Doch neue Technologien sorgten auch damals schon für Diskussionen. Obwohl das Tiefkühlhaus hauptsächlich Vorteile mit sich brachte, gab es Vorbehalte. So war etwa in Zeitungsartikeln von mysteriösen Verkühlungsfällen zu lesen, die auf das vorherige Betreten der Kühlanlagen zurückgeführt wurden. „Nach den Vorfällen wurden sogar eigene Empfehlungen für die richtige Bekleidung im Tiefkühlhaus ausgegeben“, erklären die Forscher. Trotzdem hat sich das Tiefkühlhaus in der Steiermark etabliert und über Jahrzehnte gehalten.
Die Geschichten, die das Forscherteam gesammelt hat, geben auch Aufschluss über das Dorfleben von damals: „Das Tiefkühlhaus war ein Ort der Begegnung für Jung und Alt“, so Ziegerhofer. In den häufig sehr zentral gelegenen Liegenschaften wurde getratscht, Kinder spielten rundherum. Viele dieser lustigen, traurigen oder skurrilen Erzählungen wurden von den Forschern gesammelt und zu Papier gebracht.

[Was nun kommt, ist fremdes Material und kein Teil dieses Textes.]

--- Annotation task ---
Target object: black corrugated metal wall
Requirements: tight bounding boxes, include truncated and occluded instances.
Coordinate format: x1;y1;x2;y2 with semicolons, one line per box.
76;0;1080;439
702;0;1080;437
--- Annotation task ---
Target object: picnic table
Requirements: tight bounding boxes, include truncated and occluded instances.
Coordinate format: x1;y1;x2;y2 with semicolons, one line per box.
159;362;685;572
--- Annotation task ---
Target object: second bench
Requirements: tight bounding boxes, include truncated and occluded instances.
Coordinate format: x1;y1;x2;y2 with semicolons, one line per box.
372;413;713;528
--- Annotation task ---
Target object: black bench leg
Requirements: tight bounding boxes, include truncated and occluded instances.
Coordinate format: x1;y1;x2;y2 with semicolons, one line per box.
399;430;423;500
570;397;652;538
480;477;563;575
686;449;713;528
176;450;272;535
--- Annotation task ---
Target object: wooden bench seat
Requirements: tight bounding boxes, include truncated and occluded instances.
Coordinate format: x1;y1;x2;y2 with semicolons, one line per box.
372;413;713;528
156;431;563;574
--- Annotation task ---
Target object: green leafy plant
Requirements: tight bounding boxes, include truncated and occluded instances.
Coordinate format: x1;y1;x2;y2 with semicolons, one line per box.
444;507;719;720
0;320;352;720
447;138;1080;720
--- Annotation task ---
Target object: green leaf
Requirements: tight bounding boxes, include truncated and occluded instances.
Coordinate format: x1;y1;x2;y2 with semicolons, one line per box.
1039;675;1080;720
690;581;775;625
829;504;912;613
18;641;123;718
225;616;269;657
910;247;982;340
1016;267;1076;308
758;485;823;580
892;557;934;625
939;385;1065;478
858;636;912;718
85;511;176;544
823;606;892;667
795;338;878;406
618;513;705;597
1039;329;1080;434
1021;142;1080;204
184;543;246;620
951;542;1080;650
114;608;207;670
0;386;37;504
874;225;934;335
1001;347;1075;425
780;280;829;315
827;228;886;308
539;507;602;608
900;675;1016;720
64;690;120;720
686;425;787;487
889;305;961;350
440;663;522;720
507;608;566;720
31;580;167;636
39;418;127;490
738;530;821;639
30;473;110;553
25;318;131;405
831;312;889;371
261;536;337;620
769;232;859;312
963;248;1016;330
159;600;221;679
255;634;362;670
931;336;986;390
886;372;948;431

In ihrem 269 Seiten starken Buch informieren die Wissenschaftler die Leser über technische, baurechtliche und wirtschaftliche Details der Tiefkühlhäuser, und sie erzählen die Geschichten rund um die alte Institution Tiefkühlhaus weiter, die ihnen die Dorfbevölkerung der Steiermark anvertraut hat.